The development of AIDS drugs is one of the hottest areas in medicine right now. Therapeutic vaccines, gene therapy, drugs that target HIV reservoirs, etc., are exciting to hear about. But, to be honest, these are somewhat distant, at least without a timeline for clinical use. But the following drugs, especially the first three, are close at hand. We Chinese patients may still be far away, but it’s always good to have hope.
1, TAF, full name tenofovir elaphene fumarate, Gilead research and development products, once a day oral 10 mg can, unlike TDF with 300 mg, low plasma concentration, so the impact on the kidneys and bones is small, used to replace TDF. but this drug is not listed alone, but as a compound, four in one or two in one, there are three: four in one pill EVG / cobi/TAF/FTC (can replace Stribild, expected to be marketed in the U.S. this November), two-in-one pill TAF/FTC (instead of Shufa Tai, expected to be marketed in the U.S. next April), and four-in-one pill DRV/cobi/TAF/FTC (Phase II clinical trial being done, not sure when it will be marketed).
2, DOR, full name Dorivirine, Merck R & D products, once daily oral 100 mg, instead of efavirenz, currently doing phase III clinical trials, preliminary results show that adverse reactions than efavirenz less, but insomnia seems to be more, not yet conclusive.
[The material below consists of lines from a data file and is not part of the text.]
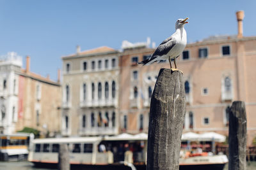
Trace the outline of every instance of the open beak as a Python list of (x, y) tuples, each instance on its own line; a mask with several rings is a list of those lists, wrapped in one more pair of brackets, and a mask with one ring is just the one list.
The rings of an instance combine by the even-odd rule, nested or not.
[(180, 23), (183, 23), (183, 24), (188, 24), (188, 22), (186, 22), (187, 20), (188, 20), (189, 18), (186, 18), (185, 19), (184, 19), (183, 20), (180, 21)]

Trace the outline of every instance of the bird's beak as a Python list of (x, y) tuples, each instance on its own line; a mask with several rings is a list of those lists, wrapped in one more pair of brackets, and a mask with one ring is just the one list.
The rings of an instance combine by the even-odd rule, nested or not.
[(180, 21), (180, 23), (183, 23), (183, 24), (188, 24), (188, 22), (186, 22), (187, 20), (188, 20), (189, 18), (186, 18), (185, 19), (184, 19), (183, 20)]

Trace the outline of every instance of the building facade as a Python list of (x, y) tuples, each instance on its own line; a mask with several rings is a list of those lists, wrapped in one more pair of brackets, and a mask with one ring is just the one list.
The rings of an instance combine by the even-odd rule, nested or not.
[(63, 136), (118, 132), (119, 52), (102, 46), (62, 57)]
[(14, 52), (1, 59), (0, 132), (12, 134), (28, 127), (43, 136), (54, 136), (60, 132), (60, 82), (31, 72), (30, 57), (26, 69), (22, 63), (22, 57)]
[[(243, 12), (237, 13), (238, 34), (213, 36), (187, 45), (177, 59), (184, 73), (186, 113), (184, 132), (214, 131), (227, 136), (228, 109), (246, 104), (248, 144), (256, 137), (256, 37), (243, 36)], [(120, 125), (129, 133), (147, 132), (151, 93), (159, 69), (168, 62), (138, 66), (154, 52), (147, 46), (124, 49), (120, 57)]]

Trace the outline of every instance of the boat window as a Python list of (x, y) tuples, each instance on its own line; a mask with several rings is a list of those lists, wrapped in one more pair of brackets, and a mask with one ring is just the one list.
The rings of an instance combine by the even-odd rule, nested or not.
[(35, 152), (40, 152), (41, 148), (41, 145), (36, 144), (36, 146), (35, 147)]
[(2, 141), (1, 146), (7, 146), (7, 139), (2, 139), (1, 141)]
[(92, 143), (84, 144), (84, 153), (92, 153)]
[(49, 152), (50, 151), (50, 145), (49, 143), (45, 143), (43, 145), (43, 152)]
[(81, 144), (75, 143), (73, 144), (73, 153), (80, 153), (81, 152)]
[(59, 144), (52, 144), (52, 152), (59, 152)]

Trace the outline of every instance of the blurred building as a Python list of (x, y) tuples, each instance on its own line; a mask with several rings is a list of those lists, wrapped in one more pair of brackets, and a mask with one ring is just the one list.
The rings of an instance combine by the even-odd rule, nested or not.
[(102, 46), (62, 57), (63, 136), (118, 132), (119, 52)]
[(28, 127), (43, 136), (60, 133), (60, 82), (31, 72), (29, 57), (25, 69), (16, 53), (8, 53), (1, 60), (1, 132), (12, 134)]
[[(184, 132), (214, 131), (228, 135), (227, 110), (234, 101), (246, 103), (248, 141), (256, 136), (256, 37), (243, 37), (243, 11), (237, 13), (238, 34), (212, 36), (188, 44), (177, 59), (184, 72), (186, 114)], [(168, 62), (138, 66), (154, 50), (147, 45), (123, 48), (120, 107), (122, 131), (147, 132), (149, 104), (159, 70)]]

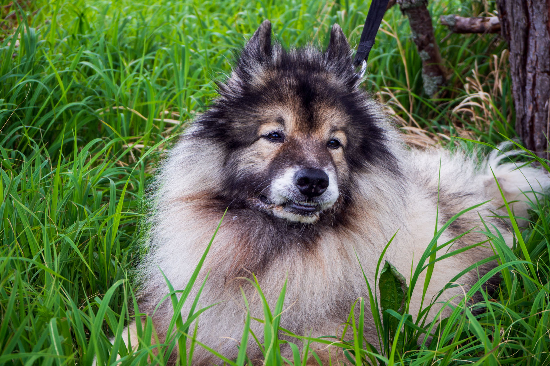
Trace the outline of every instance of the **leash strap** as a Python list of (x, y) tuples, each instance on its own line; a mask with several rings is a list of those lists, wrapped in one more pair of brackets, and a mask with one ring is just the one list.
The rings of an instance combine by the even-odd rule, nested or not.
[(389, 0), (372, 0), (371, 2), (369, 14), (367, 14), (365, 26), (363, 27), (363, 32), (361, 33), (359, 46), (355, 54), (355, 59), (353, 60), (353, 64), (356, 67), (369, 58), (369, 53), (375, 44), (375, 38), (382, 23), (382, 19), (384, 17), (389, 1)]

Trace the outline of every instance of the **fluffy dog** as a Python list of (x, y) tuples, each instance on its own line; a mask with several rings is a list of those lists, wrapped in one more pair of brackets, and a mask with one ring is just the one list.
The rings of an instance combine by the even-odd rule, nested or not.
[[(500, 164), (503, 156), (480, 166), (464, 154), (408, 148), (381, 106), (360, 88), (351, 55), (338, 25), (324, 52), (288, 50), (273, 44), (271, 24), (265, 21), (230, 77), (218, 85), (219, 96), (170, 151), (158, 174), (148, 251), (139, 267), (140, 309), (152, 316), (161, 339), (173, 312), (169, 301), (155, 311), (168, 292), (159, 268), (175, 289), (184, 288), (228, 207), (190, 296), (209, 273), (201, 304), (229, 300), (200, 316), (197, 340), (229, 358), (237, 357), (235, 340), (244, 326), (240, 286), (252, 316), (263, 318), (254, 289), (242, 279), (252, 273), (272, 306), (288, 279), (281, 326), (320, 336), (334, 335), (352, 303), (368, 297), (359, 262), (374, 284), (378, 258), (396, 233), (384, 257), (408, 283), (436, 226), (475, 205), (489, 201), (460, 216), (440, 244), (471, 229), (453, 250), (486, 240), (476, 231), (484, 227), (481, 217), (512, 245), (509, 223), (496, 217), (506, 213), (491, 168), (520, 217), (526, 217), (533, 191), (550, 186), (546, 174)], [(486, 243), (437, 262), (425, 302), (464, 268), (493, 254)], [(463, 294), (492, 267), (463, 275), (461, 286), (446, 290), (438, 301)], [(422, 292), (413, 292), (410, 314), (419, 313)], [(428, 320), (441, 307), (432, 308)], [(261, 324), (251, 326), (262, 334)], [(136, 345), (135, 326), (129, 329)], [(378, 345), (371, 318), (365, 329), (367, 340)], [(262, 356), (252, 345), (248, 354)], [(195, 348), (194, 365), (220, 362)]]

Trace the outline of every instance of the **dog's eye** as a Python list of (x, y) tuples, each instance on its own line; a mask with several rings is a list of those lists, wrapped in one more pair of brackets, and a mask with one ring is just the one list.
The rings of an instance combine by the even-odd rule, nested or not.
[(266, 135), (268, 139), (277, 142), (283, 142), (283, 135), (278, 132), (270, 132)]
[(327, 145), (328, 145), (328, 146), (331, 147), (331, 148), (336, 149), (336, 148), (340, 146), (340, 142), (337, 140), (336, 138), (331, 138), (330, 140), (328, 140), (328, 142), (327, 143)]

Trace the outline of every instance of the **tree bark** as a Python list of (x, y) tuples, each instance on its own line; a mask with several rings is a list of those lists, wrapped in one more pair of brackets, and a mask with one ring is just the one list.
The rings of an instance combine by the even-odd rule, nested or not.
[(508, 42), (515, 128), (525, 147), (550, 158), (550, 1), (497, 0)]
[(465, 18), (450, 14), (442, 15), (439, 21), (454, 33), (501, 32), (501, 22), (498, 16)]
[(426, 3), (427, 0), (397, 0), (401, 11), (409, 18), (413, 39), (422, 59), (424, 91), (433, 95), (445, 83), (445, 71)]

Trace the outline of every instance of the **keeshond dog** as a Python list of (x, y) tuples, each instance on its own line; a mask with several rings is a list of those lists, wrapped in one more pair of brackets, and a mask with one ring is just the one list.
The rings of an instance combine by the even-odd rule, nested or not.
[[(477, 267), (437, 297), (465, 268), (494, 255), (483, 232), (498, 230), (512, 246), (510, 222), (499, 218), (508, 215), (495, 177), (515, 215), (525, 218), (535, 192), (550, 187), (548, 176), (533, 166), (503, 162), (502, 154), (480, 163), (464, 153), (408, 147), (381, 105), (360, 87), (340, 27), (332, 27), (324, 52), (285, 49), (272, 41), (271, 32), (270, 22), (263, 22), (230, 76), (218, 85), (219, 97), (160, 169), (147, 253), (139, 268), (140, 312), (152, 317), (162, 341), (173, 313), (169, 299), (157, 308), (168, 292), (160, 269), (174, 289), (184, 289), (227, 209), (190, 295), (208, 274), (200, 305), (221, 302), (199, 317), (196, 340), (237, 357), (246, 313), (241, 288), (251, 316), (263, 318), (256, 290), (245, 279), (252, 274), (273, 307), (287, 281), (282, 328), (312, 337), (334, 335), (353, 303), (369, 297), (360, 263), (373, 285), (378, 260), (395, 235), (384, 258), (408, 284), (436, 226), (485, 202), (460, 216), (438, 241), (452, 242), (438, 257), (482, 243), (435, 264), (422, 306), (437, 299), (428, 322), (440, 311), (448, 314), (449, 307), (441, 303), (457, 305), (495, 266)], [(414, 316), (422, 292), (413, 291)], [(369, 301), (364, 303), (371, 314)], [(261, 341), (263, 325), (252, 321), (251, 327)], [(134, 324), (128, 329), (125, 338), (134, 346)], [(366, 340), (380, 346), (372, 316), (366, 317), (364, 329)], [(261, 358), (259, 347), (249, 343), (248, 356)], [(330, 351), (317, 353), (325, 362)], [(335, 355), (333, 350), (333, 362)], [(194, 365), (221, 363), (195, 347)]]

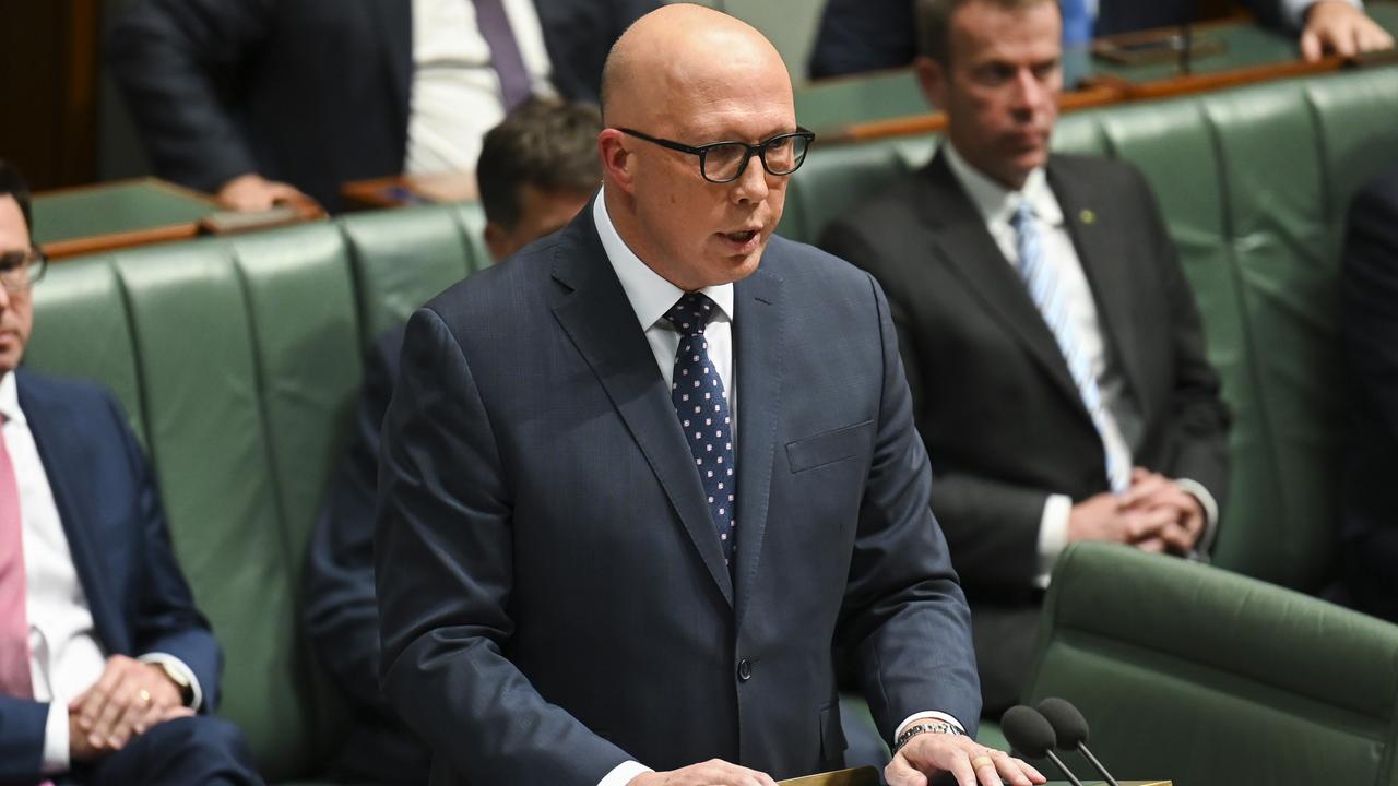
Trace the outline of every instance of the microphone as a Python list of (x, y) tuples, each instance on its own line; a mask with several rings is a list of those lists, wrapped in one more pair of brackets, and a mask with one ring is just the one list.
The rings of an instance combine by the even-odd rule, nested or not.
[(1082, 786), (1082, 780), (1078, 780), (1078, 776), (1053, 752), (1053, 726), (1044, 720), (1044, 716), (1039, 715), (1037, 709), (1025, 705), (1007, 709), (1000, 719), (1000, 730), (1004, 731), (1009, 745), (1016, 751), (1035, 759), (1048, 757), (1048, 761), (1062, 772), (1068, 783)]
[(1107, 768), (1102, 766), (1097, 757), (1088, 750), (1088, 719), (1078, 712), (1078, 708), (1072, 706), (1068, 699), (1048, 696), (1039, 702), (1039, 715), (1043, 715), (1044, 720), (1053, 726), (1054, 737), (1058, 738), (1058, 750), (1076, 750), (1107, 783), (1120, 786)]

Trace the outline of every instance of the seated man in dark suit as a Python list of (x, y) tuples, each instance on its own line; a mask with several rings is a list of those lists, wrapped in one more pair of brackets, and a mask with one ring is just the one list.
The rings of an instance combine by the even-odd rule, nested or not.
[(108, 59), (157, 175), (260, 210), (470, 171), (530, 95), (596, 103), (656, 0), (137, 0)]
[(0, 161), (0, 782), (260, 783), (120, 406), (18, 368), (43, 267)]
[[(917, 56), (916, 0), (829, 0), (811, 50), (811, 77), (836, 77), (907, 66)], [(1194, 0), (1061, 0), (1064, 42), (1183, 25), (1194, 20)], [(1370, 20), (1360, 0), (1246, 0), (1269, 25), (1300, 31), (1302, 56), (1318, 60), (1327, 50), (1350, 57), (1394, 45)]]
[(433, 783), (1043, 776), (974, 743), (970, 621), (874, 280), (773, 236), (814, 134), (751, 27), (665, 6), (604, 76), (604, 180), (408, 320), (383, 421), (383, 689)]
[[(533, 101), (485, 134), (477, 169), (485, 242), (503, 260), (568, 224), (603, 171), (601, 117), (590, 105)], [(373, 596), (373, 508), (379, 427), (398, 376), (403, 327), (365, 364), (354, 441), (334, 474), (306, 565), (306, 631), (316, 657), (354, 706), (333, 771), (352, 782), (425, 783), (428, 752), (379, 695), (379, 613)]]
[(946, 138), (821, 245), (888, 292), (994, 715), (1067, 543), (1208, 551), (1229, 418), (1149, 186), (1048, 154), (1057, 4), (921, 0), (918, 25)]
[(1398, 622), (1398, 168), (1349, 207), (1339, 291), (1352, 403), (1341, 580), (1348, 603)]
3, CAB, full name Cabotegravir), belongs to the integrase inhibitor, can be taken orally or by intramuscular or subcutaneous injection. Its structure is similar to DTG (Dolutegravir), an integrase inhibitor marketed in 2014, but the half-life is longer, with injections made with nanotechnology having a half-life of 21-50 days, which makes it possible to use it every month or even once every three months. Phase II clinical studies are underway comparing the efficacy and safety of intramuscular CAB (combined with long-acting Rilpivirine) every month, every three months and daily oral CAB combined with abacavir/lamivudine.
4. Fostemsavir, an entry inhibitor, is a Bristol-Myers Squibb product developed to prevent HIV from entering human CD4 cells by binding to GP120 on the surface of HIV and preventing the virus from binding to CD4 cells. Currently doing phase II clinical trials, are combined with Axent and tenofovir application.
BMS-955176 is a maturation inhibitor that prevents new HIV from maturing during the replication cycle in human CD4 cells. It was developed by Bristol-Myers Squibb and is currently in phase II clinical trials.